Call a Java UDF from your .NET for Apache Spark application

In this article, you learn how to call a Java User-Defined Function (UDF) from your .NET for Apache Spark application.

  1. How to define your Java UDFs and compile them into a jar - this step is not needed if you already have a UDF defined in a jar file. In which case, all you need is the full name of the UDF function including the package.
  2. Register and call your Java UDF in your .NET for Apache Spark application.

Warning

.NET for Apache Spark targets an out-of-support version of .NET (.NET Core 3.1). For more information, see the .NET Support Policy.

Define and compile your Java UDFs

  1. Create a Maven or SBT project and add the following dependencies into the project configuration file:

    1. org.apache.spark.spark-core_2.11.<version>
    2. org.apache.spark.spark-sql_2.11.<version>
  2. Define your Java UDF by implementing the relevant interface (according to your UDF's signature) and importing the relevant package as shown below in a simple example

    package com.ScalaUdf.app; // Name of package where UDF is defined
    import org.apache.spark.sql.api.java.UDF1; // UDF interface to implement
    
    public class JavaUdf implements UDF1<Integer, Integer> { // Name of the Java UDF
        private static final int serialVersionUID = 1;
        @Override
        public Integer call(Integer num) throws Exception { // Define logic of UDF
            return (num + 5);
        }
    }
    
  3. Compile and package your project to create and executable jar say UdfApp-0.0.1.jar.

Register and call Java UDFs in .NET for Apache Spark

  1. Use the RegisterJava API to register your Java UDF with Spark SQL.

  2. Register the DataFrame on which you want to call your UDF as an SQL Table using the CreateOrReplaceTempView function.

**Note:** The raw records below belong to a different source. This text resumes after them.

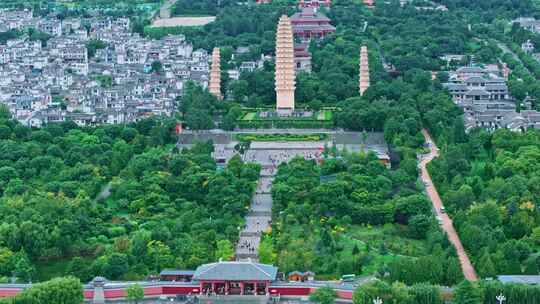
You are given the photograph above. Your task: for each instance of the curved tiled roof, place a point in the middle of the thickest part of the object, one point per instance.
(235, 271)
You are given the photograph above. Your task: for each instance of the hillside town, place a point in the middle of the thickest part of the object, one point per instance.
(126, 78)
(483, 95)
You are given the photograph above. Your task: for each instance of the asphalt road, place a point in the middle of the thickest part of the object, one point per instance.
(446, 222)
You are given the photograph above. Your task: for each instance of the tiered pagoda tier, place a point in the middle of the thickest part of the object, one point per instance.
(369, 3)
(285, 67)
(215, 74)
(364, 70)
(309, 23)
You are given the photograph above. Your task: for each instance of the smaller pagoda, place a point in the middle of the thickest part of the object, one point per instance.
(215, 75)
(364, 70)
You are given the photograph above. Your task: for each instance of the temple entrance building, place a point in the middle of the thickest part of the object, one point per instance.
(311, 24)
(235, 278)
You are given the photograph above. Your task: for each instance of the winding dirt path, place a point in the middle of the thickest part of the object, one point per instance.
(468, 270)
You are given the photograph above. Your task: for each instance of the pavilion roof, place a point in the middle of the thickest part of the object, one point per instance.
(235, 271)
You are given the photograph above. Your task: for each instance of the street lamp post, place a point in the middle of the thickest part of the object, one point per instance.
(500, 298)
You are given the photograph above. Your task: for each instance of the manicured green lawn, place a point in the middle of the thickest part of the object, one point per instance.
(324, 115)
(385, 243)
(249, 116)
(281, 137)
(46, 270)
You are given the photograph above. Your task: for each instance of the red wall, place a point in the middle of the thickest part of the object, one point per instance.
(172, 290)
(9, 292)
(180, 289)
(290, 291)
(344, 294)
(88, 294)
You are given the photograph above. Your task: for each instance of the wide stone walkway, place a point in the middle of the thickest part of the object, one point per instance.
(259, 219)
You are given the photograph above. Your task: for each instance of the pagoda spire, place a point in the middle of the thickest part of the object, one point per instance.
(215, 74)
(364, 70)
(285, 68)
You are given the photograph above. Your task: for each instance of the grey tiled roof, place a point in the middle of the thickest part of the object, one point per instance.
(520, 279)
(236, 271)
(176, 272)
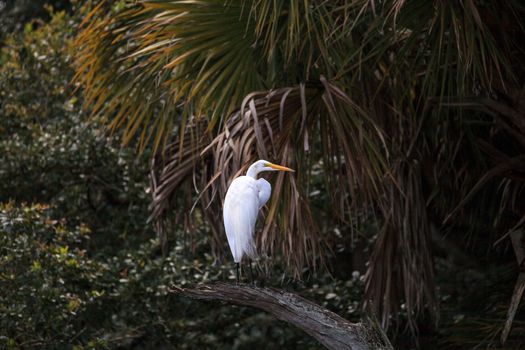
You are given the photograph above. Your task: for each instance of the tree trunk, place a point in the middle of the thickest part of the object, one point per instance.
(328, 328)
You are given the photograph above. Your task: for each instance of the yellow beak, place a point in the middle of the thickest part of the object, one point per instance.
(279, 167)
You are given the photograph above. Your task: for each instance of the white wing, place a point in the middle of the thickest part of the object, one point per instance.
(265, 190)
(241, 206)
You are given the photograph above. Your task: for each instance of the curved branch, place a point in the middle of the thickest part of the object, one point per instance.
(328, 328)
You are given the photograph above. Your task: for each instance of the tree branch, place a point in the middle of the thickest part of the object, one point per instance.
(328, 328)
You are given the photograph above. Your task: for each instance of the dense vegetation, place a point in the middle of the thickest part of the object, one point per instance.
(81, 266)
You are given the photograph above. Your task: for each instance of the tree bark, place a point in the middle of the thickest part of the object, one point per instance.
(331, 330)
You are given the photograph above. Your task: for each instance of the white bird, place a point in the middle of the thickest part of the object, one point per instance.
(245, 196)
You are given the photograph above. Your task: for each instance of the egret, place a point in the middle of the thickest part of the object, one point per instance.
(245, 196)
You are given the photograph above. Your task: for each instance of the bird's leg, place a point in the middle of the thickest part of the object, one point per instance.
(251, 273)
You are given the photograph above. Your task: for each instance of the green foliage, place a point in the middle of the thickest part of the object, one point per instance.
(82, 270)
(46, 140)
(49, 286)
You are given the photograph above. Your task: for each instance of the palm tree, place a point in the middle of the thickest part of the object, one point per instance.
(400, 105)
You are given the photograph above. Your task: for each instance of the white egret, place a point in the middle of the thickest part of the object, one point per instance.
(245, 196)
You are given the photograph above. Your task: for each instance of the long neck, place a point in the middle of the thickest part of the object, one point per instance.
(252, 172)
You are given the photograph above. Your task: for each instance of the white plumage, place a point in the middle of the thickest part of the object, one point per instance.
(245, 196)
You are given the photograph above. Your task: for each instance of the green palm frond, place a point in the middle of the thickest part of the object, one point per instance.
(373, 93)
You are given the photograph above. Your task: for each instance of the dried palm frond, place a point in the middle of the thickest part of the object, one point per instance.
(266, 126)
(376, 113)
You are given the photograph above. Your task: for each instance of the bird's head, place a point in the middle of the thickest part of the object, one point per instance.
(264, 165)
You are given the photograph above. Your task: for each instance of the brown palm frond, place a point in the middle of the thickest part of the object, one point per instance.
(266, 126)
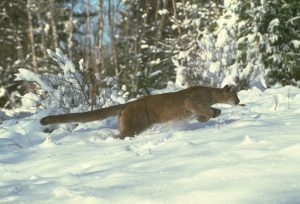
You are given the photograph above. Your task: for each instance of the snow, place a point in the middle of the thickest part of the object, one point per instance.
(251, 154)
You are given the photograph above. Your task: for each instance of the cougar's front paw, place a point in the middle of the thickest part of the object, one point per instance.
(217, 112)
(201, 118)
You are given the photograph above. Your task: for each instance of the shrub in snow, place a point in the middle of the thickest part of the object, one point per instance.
(66, 88)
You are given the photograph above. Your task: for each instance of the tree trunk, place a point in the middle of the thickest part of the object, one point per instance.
(31, 36)
(99, 43)
(111, 12)
(53, 24)
(70, 31)
(43, 42)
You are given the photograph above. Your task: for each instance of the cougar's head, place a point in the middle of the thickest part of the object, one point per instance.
(230, 95)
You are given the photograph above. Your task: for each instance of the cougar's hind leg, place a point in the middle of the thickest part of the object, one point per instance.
(131, 123)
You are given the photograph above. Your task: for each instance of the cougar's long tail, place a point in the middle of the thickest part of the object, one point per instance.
(83, 117)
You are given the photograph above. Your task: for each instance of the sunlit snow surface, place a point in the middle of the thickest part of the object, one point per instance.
(251, 154)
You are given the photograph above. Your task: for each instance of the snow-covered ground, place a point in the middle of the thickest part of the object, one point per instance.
(251, 154)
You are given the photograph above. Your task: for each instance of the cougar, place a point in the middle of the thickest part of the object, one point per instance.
(137, 116)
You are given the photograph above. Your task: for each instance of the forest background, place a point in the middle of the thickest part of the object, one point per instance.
(136, 46)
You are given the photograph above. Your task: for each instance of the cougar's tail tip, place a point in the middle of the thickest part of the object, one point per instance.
(43, 121)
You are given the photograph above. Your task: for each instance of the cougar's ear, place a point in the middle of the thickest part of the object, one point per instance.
(226, 88)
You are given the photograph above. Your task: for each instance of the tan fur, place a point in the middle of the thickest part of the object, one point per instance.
(136, 116)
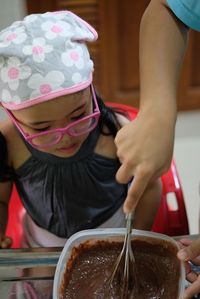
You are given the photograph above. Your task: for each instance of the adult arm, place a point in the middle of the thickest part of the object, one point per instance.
(145, 145)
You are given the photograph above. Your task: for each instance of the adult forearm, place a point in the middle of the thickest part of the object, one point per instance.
(163, 41)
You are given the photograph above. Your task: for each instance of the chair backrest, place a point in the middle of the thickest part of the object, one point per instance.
(171, 218)
(16, 212)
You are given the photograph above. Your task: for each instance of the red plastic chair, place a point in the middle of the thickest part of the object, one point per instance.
(16, 212)
(168, 220)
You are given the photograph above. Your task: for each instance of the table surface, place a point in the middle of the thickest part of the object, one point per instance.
(29, 273)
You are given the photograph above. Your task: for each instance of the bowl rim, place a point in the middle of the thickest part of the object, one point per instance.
(104, 234)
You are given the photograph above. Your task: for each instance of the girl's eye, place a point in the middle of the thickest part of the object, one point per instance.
(42, 129)
(78, 116)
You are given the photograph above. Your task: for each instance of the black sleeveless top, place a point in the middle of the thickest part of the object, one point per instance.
(65, 195)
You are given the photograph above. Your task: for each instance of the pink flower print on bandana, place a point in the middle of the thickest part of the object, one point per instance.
(6, 97)
(55, 29)
(17, 36)
(73, 57)
(38, 49)
(45, 85)
(14, 72)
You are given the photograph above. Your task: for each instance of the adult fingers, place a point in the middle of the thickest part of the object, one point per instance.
(190, 252)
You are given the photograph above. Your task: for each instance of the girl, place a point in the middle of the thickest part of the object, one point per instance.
(59, 135)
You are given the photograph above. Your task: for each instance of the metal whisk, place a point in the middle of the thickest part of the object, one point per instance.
(125, 264)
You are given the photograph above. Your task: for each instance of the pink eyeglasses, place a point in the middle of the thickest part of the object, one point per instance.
(51, 137)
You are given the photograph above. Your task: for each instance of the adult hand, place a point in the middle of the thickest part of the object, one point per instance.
(144, 147)
(190, 251)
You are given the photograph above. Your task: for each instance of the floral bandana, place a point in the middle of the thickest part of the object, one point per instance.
(44, 56)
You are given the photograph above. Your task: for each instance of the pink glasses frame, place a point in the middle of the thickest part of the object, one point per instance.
(62, 131)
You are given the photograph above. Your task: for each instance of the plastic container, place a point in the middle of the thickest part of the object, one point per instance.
(108, 234)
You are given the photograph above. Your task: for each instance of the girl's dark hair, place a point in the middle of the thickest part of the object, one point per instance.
(108, 117)
(6, 171)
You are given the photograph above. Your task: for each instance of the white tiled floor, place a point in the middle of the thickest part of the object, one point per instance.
(187, 158)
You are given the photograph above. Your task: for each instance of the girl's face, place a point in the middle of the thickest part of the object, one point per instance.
(57, 113)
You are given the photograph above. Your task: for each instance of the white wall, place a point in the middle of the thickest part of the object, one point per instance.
(10, 11)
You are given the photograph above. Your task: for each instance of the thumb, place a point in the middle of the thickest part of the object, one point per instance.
(190, 252)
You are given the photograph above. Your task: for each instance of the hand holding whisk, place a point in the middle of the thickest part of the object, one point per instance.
(124, 268)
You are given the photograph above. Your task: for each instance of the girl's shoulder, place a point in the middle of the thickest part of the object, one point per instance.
(16, 149)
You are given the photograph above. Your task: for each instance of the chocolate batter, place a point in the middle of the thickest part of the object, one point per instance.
(90, 266)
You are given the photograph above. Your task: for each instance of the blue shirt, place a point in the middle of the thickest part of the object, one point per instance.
(188, 11)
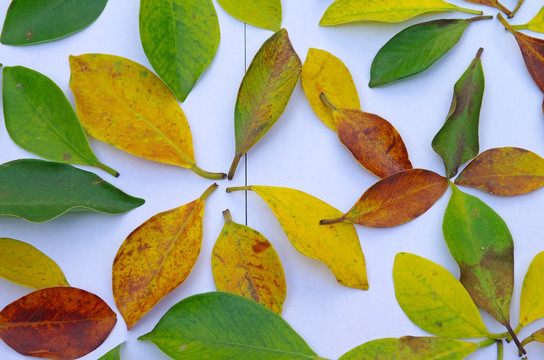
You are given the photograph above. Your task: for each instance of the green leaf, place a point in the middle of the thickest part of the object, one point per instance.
(410, 347)
(264, 93)
(40, 119)
(265, 14)
(482, 246)
(434, 300)
(38, 191)
(25, 265)
(457, 141)
(31, 22)
(180, 38)
(416, 48)
(223, 326)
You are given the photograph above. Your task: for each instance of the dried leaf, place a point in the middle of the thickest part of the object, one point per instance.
(504, 171)
(482, 246)
(38, 191)
(410, 347)
(396, 199)
(434, 300)
(31, 22)
(223, 326)
(245, 263)
(457, 141)
(324, 73)
(336, 245)
(131, 100)
(345, 11)
(25, 265)
(265, 14)
(156, 258)
(416, 48)
(56, 323)
(39, 118)
(180, 38)
(264, 92)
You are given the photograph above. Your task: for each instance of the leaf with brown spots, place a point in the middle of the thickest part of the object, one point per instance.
(504, 171)
(156, 258)
(245, 263)
(482, 246)
(396, 199)
(56, 323)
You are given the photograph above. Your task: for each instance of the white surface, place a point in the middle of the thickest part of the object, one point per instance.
(299, 152)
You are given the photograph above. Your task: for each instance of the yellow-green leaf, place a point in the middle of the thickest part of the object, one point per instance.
(245, 263)
(346, 11)
(124, 104)
(434, 299)
(324, 73)
(25, 265)
(336, 245)
(156, 258)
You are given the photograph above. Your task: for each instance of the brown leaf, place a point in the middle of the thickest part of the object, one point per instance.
(56, 323)
(396, 199)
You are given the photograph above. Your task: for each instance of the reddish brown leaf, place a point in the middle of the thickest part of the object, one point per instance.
(56, 323)
(396, 199)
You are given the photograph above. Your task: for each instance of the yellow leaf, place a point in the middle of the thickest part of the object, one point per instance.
(25, 265)
(324, 73)
(245, 263)
(335, 245)
(156, 258)
(124, 104)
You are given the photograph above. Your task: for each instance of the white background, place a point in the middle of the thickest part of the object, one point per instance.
(298, 152)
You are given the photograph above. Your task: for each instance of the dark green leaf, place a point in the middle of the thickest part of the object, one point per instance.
(457, 141)
(31, 21)
(38, 191)
(482, 245)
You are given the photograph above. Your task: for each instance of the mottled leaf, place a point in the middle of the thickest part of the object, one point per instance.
(345, 11)
(30, 21)
(39, 118)
(434, 300)
(410, 347)
(56, 323)
(457, 141)
(223, 326)
(245, 263)
(504, 171)
(180, 38)
(416, 48)
(324, 73)
(336, 245)
(156, 258)
(482, 246)
(264, 92)
(124, 104)
(396, 199)
(25, 265)
(38, 191)
(265, 14)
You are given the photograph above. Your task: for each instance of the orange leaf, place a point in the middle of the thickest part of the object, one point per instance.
(504, 171)
(156, 258)
(396, 199)
(56, 323)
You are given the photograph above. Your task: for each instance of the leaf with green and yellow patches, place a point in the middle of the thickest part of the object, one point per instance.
(324, 73)
(410, 347)
(482, 246)
(156, 258)
(25, 265)
(505, 171)
(245, 263)
(434, 300)
(336, 245)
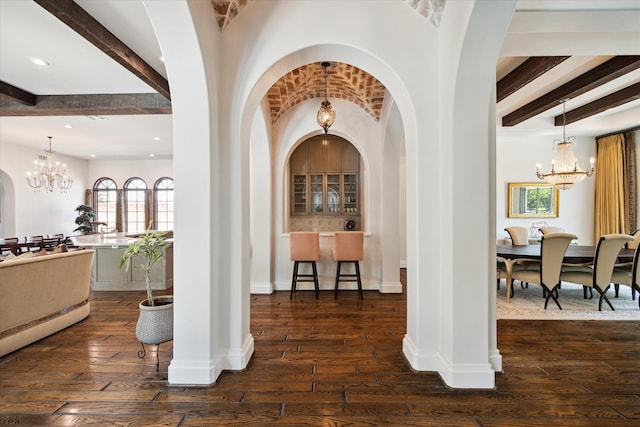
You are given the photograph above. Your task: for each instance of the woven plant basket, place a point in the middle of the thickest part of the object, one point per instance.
(155, 324)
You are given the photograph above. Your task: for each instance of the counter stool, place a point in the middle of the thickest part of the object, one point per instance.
(305, 248)
(348, 246)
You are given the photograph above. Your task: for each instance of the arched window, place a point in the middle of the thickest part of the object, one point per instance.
(135, 206)
(105, 195)
(163, 204)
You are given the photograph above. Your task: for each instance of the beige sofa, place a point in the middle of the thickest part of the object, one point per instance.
(41, 295)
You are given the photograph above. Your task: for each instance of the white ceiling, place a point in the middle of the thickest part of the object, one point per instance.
(77, 67)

  3. Use SparkSession.Sql to call the UDF on the table view using Spark SQL. A basic example to illustrate the above steps:

    class Program
    {
        static void Main()
        {
            SparkSession spark = SparkSession
                .Builder()
                .AppName("Scala/Java UDFs from .NET for Apache Spark")
                .GetOrCreate();
            spark.Udf().RegisterJava<int>("udfAdd5", "com.ScalaUdf.app.JavaUdf"); // Register your Java UDF as 'udfAdd5'
            DataFrame df = spark.CreateDataFrame(new int[] { 2, 5 });
            df.CreateOrReplaceTempView("numbersData"); // Create an SQL table from the DataFrame `df`
            DataFrame dfUdf = spark.Sql("SELECT udfAdd5(_1) As Result FROM numbersData"); // Call the registered UDF on the table
            dfUdf.Show();
            spark.Stop();
        }
    }
    
  4. Submit this application using spark-submit by passing the previously compiled Java UDF jar through the --jars option:

    spark-submit --master local --jars UdfApp-0.0.1.jar --class org.apache.spark.deploy.dotnet.DotnetRunner microsoft-spark-2-4_2.11-1.0.0.jar InterRuntimeUDFs.exe
    

    The resultant dfUdf DataFrame had the number 5 added to each row of the input column as defined by JavaUdf:

    +-------+
    | Result|
    +-------+
    |      7|
    |     10|
    +-------+
    

Call .NET UDF from Scala or Python in Apache Spark

You can also register and invoke a C# UDF from an Apache Spark application written in Scala or Python using the sparkdotnetudf open source tool.